The newly formed VOMCFM board, which was selected by the Sonoma City Council to replace longtime market manager Hilda Swartz in December, has been working for months to get the right mix of vendors between growers, prepared food purveyors and artisans selling crafts and services. Their list of the 63 selected vendors includes many returning favorites such as Oak Hill Farms, Serres Ranch and Gold Rush Kettle Corn, along with offerings from new vendors, including Shiso Sushi, the Olive Press and PoPo the Clown.
Dardon said the board created a grading scale to evaluate each vendor applicant based on their location, sustainable practices, whether their business is family-owned and whether it qualifies as a small business.
"We're seeking to be an incubator for small businesses in addition to a farmers market," said Emily Fitzpatrick, vice president of the board.
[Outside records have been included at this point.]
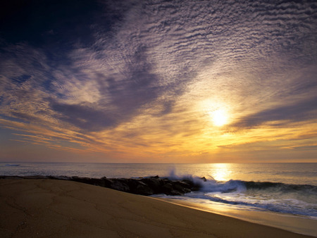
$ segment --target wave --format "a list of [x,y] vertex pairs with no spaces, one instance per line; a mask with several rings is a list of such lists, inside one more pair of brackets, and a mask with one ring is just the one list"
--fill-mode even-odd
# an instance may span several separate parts
[[170,175],[170,180],[190,180],[200,186],[199,191],[185,194],[178,198],[180,199],[199,199],[317,219],[317,186],[234,180],[220,182],[211,176],[207,180],[192,175],[177,176],[174,173]]

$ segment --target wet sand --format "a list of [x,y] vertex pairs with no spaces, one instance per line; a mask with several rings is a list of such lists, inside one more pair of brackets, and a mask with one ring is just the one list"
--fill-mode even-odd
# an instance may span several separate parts
[[305,237],[66,180],[0,180],[0,237]]

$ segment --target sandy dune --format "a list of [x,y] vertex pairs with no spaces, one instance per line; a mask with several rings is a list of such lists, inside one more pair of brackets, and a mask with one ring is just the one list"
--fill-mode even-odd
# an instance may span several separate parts
[[0,237],[304,237],[71,181],[0,180]]

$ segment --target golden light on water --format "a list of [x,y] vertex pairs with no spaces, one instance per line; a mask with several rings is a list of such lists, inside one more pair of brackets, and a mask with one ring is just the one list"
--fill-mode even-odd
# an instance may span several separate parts
[[211,176],[217,181],[228,181],[230,179],[230,164],[213,163],[210,168]]

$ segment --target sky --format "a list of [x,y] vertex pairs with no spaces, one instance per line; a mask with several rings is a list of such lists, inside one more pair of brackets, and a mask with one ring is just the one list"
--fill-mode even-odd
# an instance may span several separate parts
[[316,1],[0,9],[1,161],[317,162]]

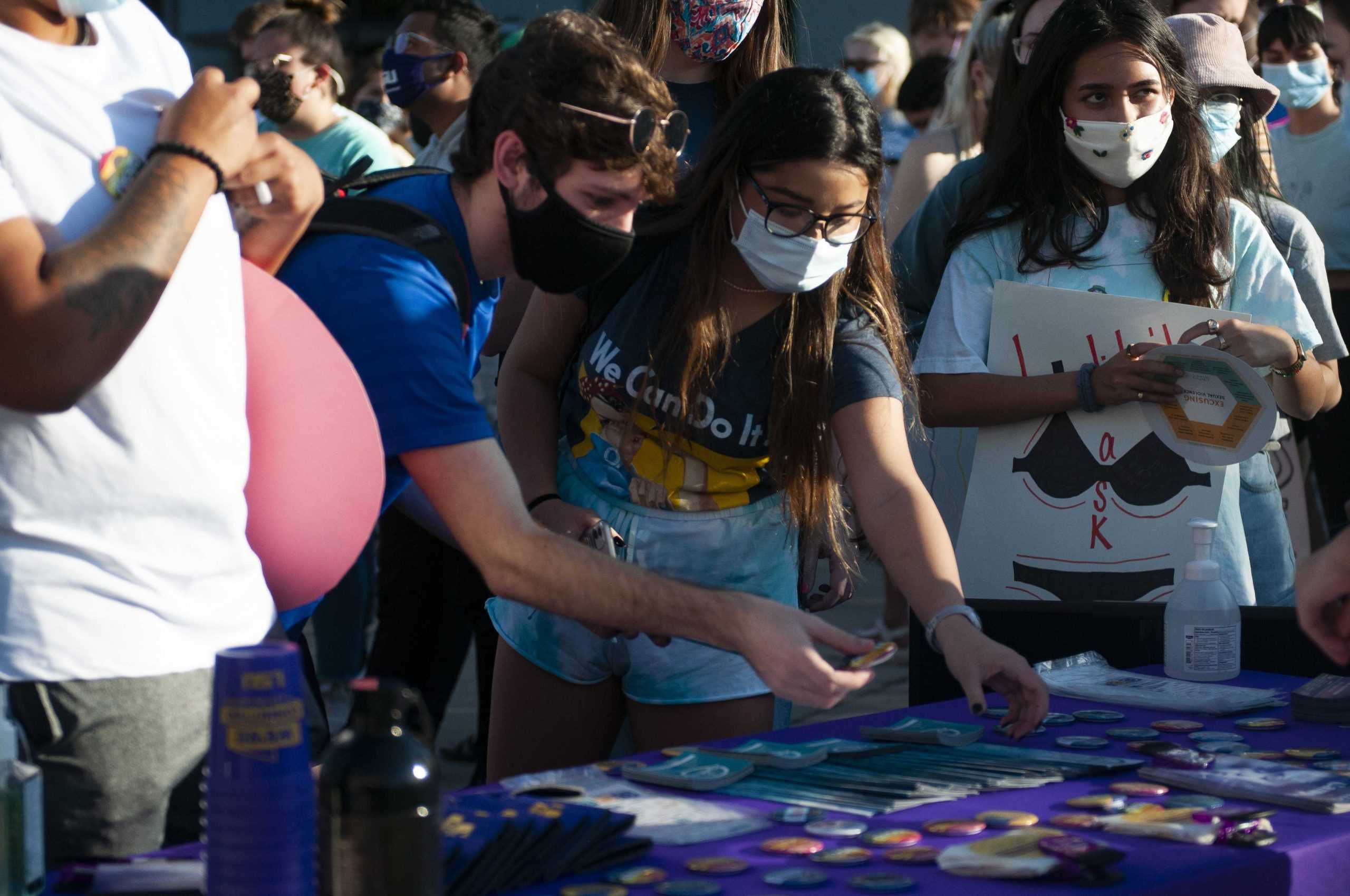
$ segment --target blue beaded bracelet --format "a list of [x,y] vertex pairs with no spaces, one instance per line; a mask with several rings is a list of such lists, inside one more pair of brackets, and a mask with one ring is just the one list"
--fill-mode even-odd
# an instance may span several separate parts
[[1096,364],[1091,362],[1079,367],[1079,408],[1089,414],[1102,410],[1102,405],[1096,401],[1096,391],[1092,389],[1094,370],[1096,370]]

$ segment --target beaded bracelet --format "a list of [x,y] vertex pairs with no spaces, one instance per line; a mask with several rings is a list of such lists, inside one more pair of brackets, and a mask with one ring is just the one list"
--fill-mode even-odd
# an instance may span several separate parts
[[225,192],[225,173],[221,170],[216,159],[211,158],[194,146],[188,146],[186,143],[155,143],[150,147],[150,152],[146,155],[146,162],[155,158],[158,152],[169,152],[170,155],[186,155],[189,159],[197,159],[207,167],[209,167],[216,174],[216,193]]
[[535,507],[537,507],[539,505],[544,503],[545,501],[562,501],[562,499],[563,499],[563,497],[560,494],[558,494],[556,491],[549,491],[548,494],[540,495],[540,497],[535,498],[533,501],[531,501],[528,505],[525,505],[525,510],[533,513]]

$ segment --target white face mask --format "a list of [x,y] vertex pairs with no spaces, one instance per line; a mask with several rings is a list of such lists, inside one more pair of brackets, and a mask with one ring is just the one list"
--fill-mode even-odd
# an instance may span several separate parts
[[63,16],[86,16],[90,12],[107,12],[120,7],[127,0],[57,0],[57,8]]
[[1123,121],[1084,121],[1064,115],[1064,142],[1092,177],[1125,189],[1149,173],[1172,136],[1172,107]]
[[732,239],[732,246],[764,289],[775,293],[809,293],[848,267],[852,246],[834,246],[805,233],[774,236],[764,224],[764,216],[747,209],[740,193],[737,198],[745,212],[745,224]]

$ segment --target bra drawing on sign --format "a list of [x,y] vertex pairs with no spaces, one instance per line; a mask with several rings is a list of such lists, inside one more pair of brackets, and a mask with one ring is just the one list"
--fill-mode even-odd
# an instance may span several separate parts
[[1185,457],[1149,433],[1114,464],[1098,463],[1066,413],[1054,414],[1026,457],[1013,459],[1013,472],[1031,476],[1052,498],[1076,498],[1099,482],[1111,484],[1122,501],[1153,507],[1189,486],[1210,486],[1210,474],[1196,472]]

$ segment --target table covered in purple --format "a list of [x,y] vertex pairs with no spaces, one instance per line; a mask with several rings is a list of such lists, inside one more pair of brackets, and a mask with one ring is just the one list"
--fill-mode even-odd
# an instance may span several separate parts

The board was very specific in its review, looking at the quality of ingredients in the prepared food as well as where those items came from - with local ingredients earning higher points.
"They are graded on everything," Dardon said, adding that grades are adjusted for those vendors who may not have high points in some of the criteria but overall meet "the standards of the precedents we're trying to set."
One such vendor is the ladies of Lovin' Oven, a small business started by four high school students at the Valley of the Moon Teen Center. The girls began selling baked goods and prepared foods at the Sonoma Community Center's weekly market last summer, and decided the Tuesday night farmers market would be an ideal place to expand the business.
"We saw it was the perfect opportunity," said Esther Oros, 18, one of the founders of Lovin' Oven. "We're really excited."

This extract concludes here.